Le travail des historiens et autres professionnels liés au domaine du patrimoine est ainsi nécessaire pour mieux comprendre nos héritages architecturaux et artistiques. Ce travail permet aussi de rectifier certaines hypothèses trop souvent affirmées comme vraies, comme c’est le cas avec le clocher et la cloche de l’église du Monastère de l’Hôtel-Dieu de Québec. Preuve que les organismes de protection du patrimoine, comme la Fiducie du patrimoine culturel des Augustines, ont une importance cruciale pour mieux connaître notre passé, mais aussi notre présent.
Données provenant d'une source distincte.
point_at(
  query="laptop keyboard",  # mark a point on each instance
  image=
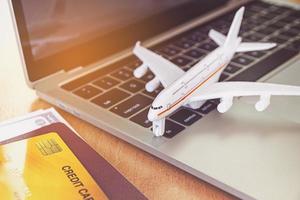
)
(114, 88)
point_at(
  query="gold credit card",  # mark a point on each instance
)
(43, 167)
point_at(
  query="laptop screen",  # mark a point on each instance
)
(63, 34)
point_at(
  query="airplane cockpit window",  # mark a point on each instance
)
(156, 108)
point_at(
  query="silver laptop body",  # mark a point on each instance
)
(249, 154)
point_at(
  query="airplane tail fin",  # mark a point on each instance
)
(232, 37)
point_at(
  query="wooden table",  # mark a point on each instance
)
(154, 177)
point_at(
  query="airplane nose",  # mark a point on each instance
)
(151, 116)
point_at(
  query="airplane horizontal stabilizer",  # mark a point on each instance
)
(254, 46)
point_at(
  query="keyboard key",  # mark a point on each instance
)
(185, 117)
(197, 37)
(181, 61)
(207, 107)
(208, 46)
(296, 27)
(288, 19)
(133, 86)
(266, 65)
(223, 77)
(110, 98)
(142, 119)
(295, 45)
(256, 54)
(184, 44)
(231, 68)
(276, 25)
(195, 53)
(134, 64)
(154, 93)
(87, 92)
(289, 33)
(131, 106)
(277, 40)
(106, 82)
(172, 129)
(148, 76)
(242, 60)
(123, 74)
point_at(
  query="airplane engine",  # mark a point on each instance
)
(225, 104)
(195, 105)
(140, 71)
(152, 85)
(263, 103)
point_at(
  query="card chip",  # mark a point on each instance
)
(48, 147)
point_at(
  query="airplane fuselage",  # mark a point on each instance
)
(204, 73)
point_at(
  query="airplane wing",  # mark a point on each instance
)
(164, 70)
(227, 90)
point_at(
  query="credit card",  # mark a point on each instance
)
(44, 167)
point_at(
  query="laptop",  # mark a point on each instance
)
(77, 55)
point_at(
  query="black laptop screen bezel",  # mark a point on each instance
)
(115, 41)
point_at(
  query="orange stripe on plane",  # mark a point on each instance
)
(192, 91)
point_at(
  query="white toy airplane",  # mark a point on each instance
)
(200, 83)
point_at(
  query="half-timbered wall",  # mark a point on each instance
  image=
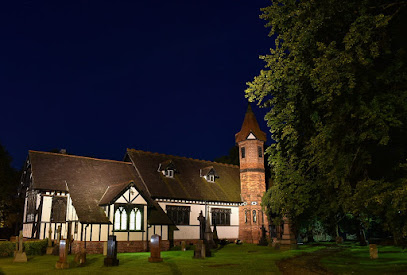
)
(91, 232)
(191, 231)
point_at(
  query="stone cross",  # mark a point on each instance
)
(201, 220)
(155, 249)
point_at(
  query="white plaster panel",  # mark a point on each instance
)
(103, 233)
(121, 200)
(46, 209)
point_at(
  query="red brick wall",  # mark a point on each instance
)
(253, 186)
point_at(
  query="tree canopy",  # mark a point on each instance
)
(10, 205)
(336, 87)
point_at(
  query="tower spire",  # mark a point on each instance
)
(250, 125)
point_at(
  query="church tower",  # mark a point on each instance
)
(251, 141)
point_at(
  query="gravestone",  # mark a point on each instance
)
(49, 247)
(155, 249)
(209, 242)
(275, 244)
(19, 255)
(55, 250)
(201, 220)
(199, 251)
(63, 254)
(215, 234)
(263, 240)
(104, 248)
(288, 236)
(374, 252)
(183, 246)
(80, 257)
(111, 258)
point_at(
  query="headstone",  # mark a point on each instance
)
(63, 254)
(209, 242)
(80, 257)
(69, 237)
(288, 236)
(199, 252)
(215, 234)
(49, 247)
(111, 258)
(55, 250)
(374, 252)
(201, 220)
(263, 240)
(104, 248)
(155, 249)
(20, 256)
(275, 244)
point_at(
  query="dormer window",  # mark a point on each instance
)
(210, 178)
(209, 174)
(167, 168)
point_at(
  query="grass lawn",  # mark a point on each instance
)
(241, 259)
(355, 259)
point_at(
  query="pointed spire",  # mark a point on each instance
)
(250, 125)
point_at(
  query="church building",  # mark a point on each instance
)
(145, 194)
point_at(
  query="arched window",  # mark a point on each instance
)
(117, 218)
(128, 217)
(132, 221)
(138, 220)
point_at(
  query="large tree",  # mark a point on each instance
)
(335, 83)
L’auteur souhaite remercier Denis Robitaille, directeur général de la Fiducie du patrimoine culturel des Augustines, Chantal Lacombe, archiviste au Centre d’archives du Monastère des Augustines, et Annick Tremblay, archiviste contractuelle.

 


[1] Il s’agit de la toiture du corridor menant du Monastère vers le Centre Catherine de Saint-Augustin et la sacristie de l’église.

[2] Jadis, la rotonde servait à donner l’accès au monastère, par un escalier intérieur aujourd’hui détruit. Elle agit maintenant comme sas d’entrée entre la rue Charlevoix et l’accès au hall actuel, construit entre 2014 et 2015.

[3] Initialement sur le toit du pavillon d’angle, le clocher aurait été déplacé en façade de la rue Charlevoix (1791-1810). Il aurait ensuite siégé sur l’ancienne sacristie de l’église (1810-19131), puis en façade de l’église (depuis 1931).

[4] Le monastère et l’hôpital sont ravagés par les flammes en 1755. L’incendie est d’origine criminelle.

[5] Contactée par courriel par l’archiviste contractuelle Annick Tremblay, le 14 décembre 2017.